Am 15. Oktober 2002 erging der Bescheid des Verkehrsministeriums, doch die Behindertendiskriminierung hat nur ihr äußeres Erscheinungsbild geändert.
Schon seit Jahren setzen sich die Interessenvertretungen der behinderten Menschen dafür ein, dass die behindertendiskriminierenden Beförderungsrichtlinien der „Wiener Linien“ geändert werden; vor allem die verpflichtende Begleitperson bei der Benutzung der Wiener U-Bahn durch Menschen im Rollstuhl und die Maulkorbpflicht auch für Blindenführ- und Servicehunde stand dabei im Mittelpunkt der Kritik. Doch erst kürzlich wurde das Ergebnis der Änderung bekannt:
Das Verkehrsministerium erließ nun endlich am 15. Oktober 2002 einen Bescheid zur Änderung der Beförderungsbestimmungen der Wiener Linien GmbH in dem nur mehr bei der U6 eine verpflichtende Begleitperson vorgeschrieben wird.

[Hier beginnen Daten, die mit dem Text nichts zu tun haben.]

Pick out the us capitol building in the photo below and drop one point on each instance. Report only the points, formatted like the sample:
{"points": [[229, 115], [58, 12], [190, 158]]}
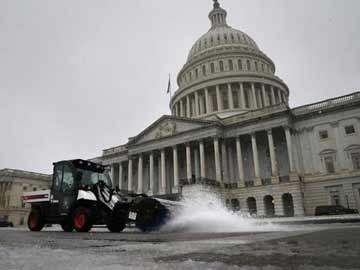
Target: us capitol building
{"points": [[231, 128]]}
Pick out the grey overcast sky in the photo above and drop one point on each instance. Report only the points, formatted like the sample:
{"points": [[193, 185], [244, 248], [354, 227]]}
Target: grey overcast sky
{"points": [[79, 76]]}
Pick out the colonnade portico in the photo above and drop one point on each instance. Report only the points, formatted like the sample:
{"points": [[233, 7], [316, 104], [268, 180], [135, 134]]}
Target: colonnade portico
{"points": [[254, 96], [205, 159]]}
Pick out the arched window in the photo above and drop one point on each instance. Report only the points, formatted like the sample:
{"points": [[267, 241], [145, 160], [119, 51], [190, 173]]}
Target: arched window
{"points": [[221, 63], [204, 70], [248, 65], [212, 68], [231, 65], [239, 37], [240, 64]]}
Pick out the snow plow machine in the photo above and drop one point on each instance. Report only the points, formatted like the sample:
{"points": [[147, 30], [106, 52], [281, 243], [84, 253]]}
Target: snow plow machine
{"points": [[82, 196]]}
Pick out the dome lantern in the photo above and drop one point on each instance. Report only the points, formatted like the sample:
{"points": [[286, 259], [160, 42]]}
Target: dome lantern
{"points": [[217, 16]]}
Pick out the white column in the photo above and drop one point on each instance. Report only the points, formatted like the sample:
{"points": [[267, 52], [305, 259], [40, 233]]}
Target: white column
{"points": [[121, 175], [289, 147], [188, 109], [130, 176], [151, 173], [274, 170], [254, 96], [140, 175], [217, 160], [196, 163], [225, 175], [188, 162], [240, 163], [197, 109], [218, 98], [273, 95], [202, 160], [256, 160], [113, 180], [266, 101], [242, 96], [163, 172], [231, 100], [207, 101], [176, 170]]}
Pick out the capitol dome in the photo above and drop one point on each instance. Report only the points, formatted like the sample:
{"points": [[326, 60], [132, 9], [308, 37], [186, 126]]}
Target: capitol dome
{"points": [[226, 73]]}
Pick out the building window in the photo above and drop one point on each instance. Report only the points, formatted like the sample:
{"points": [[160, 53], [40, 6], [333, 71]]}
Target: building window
{"points": [[356, 160], [240, 64], [349, 130], [248, 65], [323, 134], [329, 164], [335, 197], [221, 66], [231, 65]]}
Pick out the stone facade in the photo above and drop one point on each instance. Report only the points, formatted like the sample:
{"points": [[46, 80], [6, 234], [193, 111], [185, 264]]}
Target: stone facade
{"points": [[13, 183], [231, 127]]}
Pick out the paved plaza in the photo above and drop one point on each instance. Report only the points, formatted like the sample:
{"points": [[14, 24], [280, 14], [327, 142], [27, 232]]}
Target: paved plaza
{"points": [[335, 246]]}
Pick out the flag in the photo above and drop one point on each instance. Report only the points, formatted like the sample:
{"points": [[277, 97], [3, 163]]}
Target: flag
{"points": [[169, 86]]}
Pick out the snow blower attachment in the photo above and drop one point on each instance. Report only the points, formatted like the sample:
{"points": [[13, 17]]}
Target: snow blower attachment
{"points": [[82, 196]]}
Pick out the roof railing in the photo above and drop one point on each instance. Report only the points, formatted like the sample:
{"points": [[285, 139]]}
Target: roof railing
{"points": [[326, 103]]}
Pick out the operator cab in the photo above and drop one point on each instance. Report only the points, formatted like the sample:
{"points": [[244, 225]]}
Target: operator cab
{"points": [[69, 177]]}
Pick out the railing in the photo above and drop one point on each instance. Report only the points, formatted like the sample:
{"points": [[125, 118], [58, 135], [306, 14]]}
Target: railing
{"points": [[199, 181], [284, 179], [249, 183], [266, 181], [114, 150], [231, 185], [326, 104], [256, 114]]}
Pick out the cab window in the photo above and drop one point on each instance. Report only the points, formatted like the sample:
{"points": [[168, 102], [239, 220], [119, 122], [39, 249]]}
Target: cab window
{"points": [[57, 177], [68, 179]]}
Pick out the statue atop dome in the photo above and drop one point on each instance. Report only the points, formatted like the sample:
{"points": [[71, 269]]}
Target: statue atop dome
{"points": [[216, 4]]}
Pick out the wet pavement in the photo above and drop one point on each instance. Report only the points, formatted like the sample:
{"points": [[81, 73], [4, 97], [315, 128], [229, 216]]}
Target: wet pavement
{"points": [[335, 246]]}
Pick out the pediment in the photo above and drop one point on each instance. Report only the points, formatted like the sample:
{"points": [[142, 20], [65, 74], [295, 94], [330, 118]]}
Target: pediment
{"points": [[168, 126]]}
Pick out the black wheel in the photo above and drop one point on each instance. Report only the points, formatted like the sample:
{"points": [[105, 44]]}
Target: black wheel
{"points": [[35, 221], [151, 215], [82, 219], [67, 226]]}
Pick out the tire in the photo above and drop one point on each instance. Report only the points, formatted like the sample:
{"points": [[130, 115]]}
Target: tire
{"points": [[67, 226], [35, 221], [82, 219], [151, 215]]}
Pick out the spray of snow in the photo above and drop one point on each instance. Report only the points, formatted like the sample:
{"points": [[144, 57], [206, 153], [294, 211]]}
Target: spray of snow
{"points": [[203, 211]]}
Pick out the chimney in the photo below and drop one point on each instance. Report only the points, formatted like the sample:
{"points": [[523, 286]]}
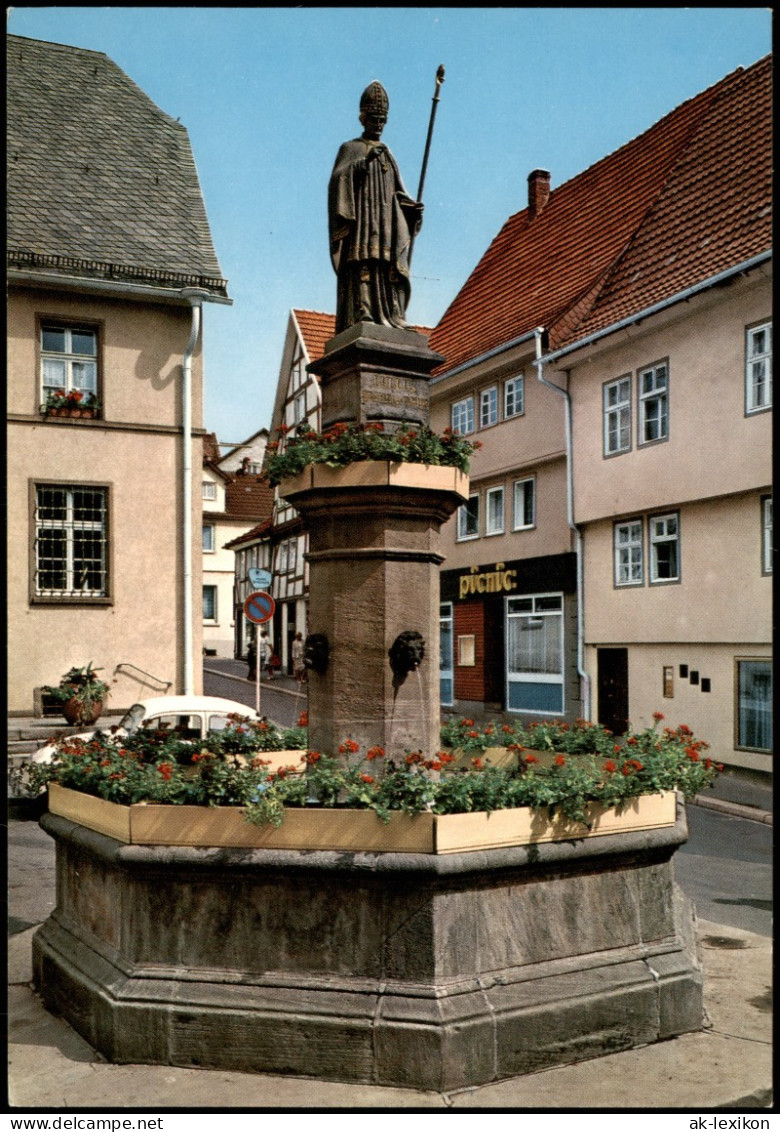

Der Bescheid enthält jedoch eine neuerliche Diskriminierung, da er die Benutzung der restlichen U-Bahn Linien davon abhängig macht, dass der Rollstuhlfahrer körperlich und geistig dazu in der Lage ist und der Rollstuhl über eine Feststelleinrichtung (Verankerung = Feststellbremse) verfügt. Nach der Bescheidbegründung muss der Mensch im Rollstuhl körperlich und geistig geeignet sein, diese Feststelleinrichtung auch zu benutzen.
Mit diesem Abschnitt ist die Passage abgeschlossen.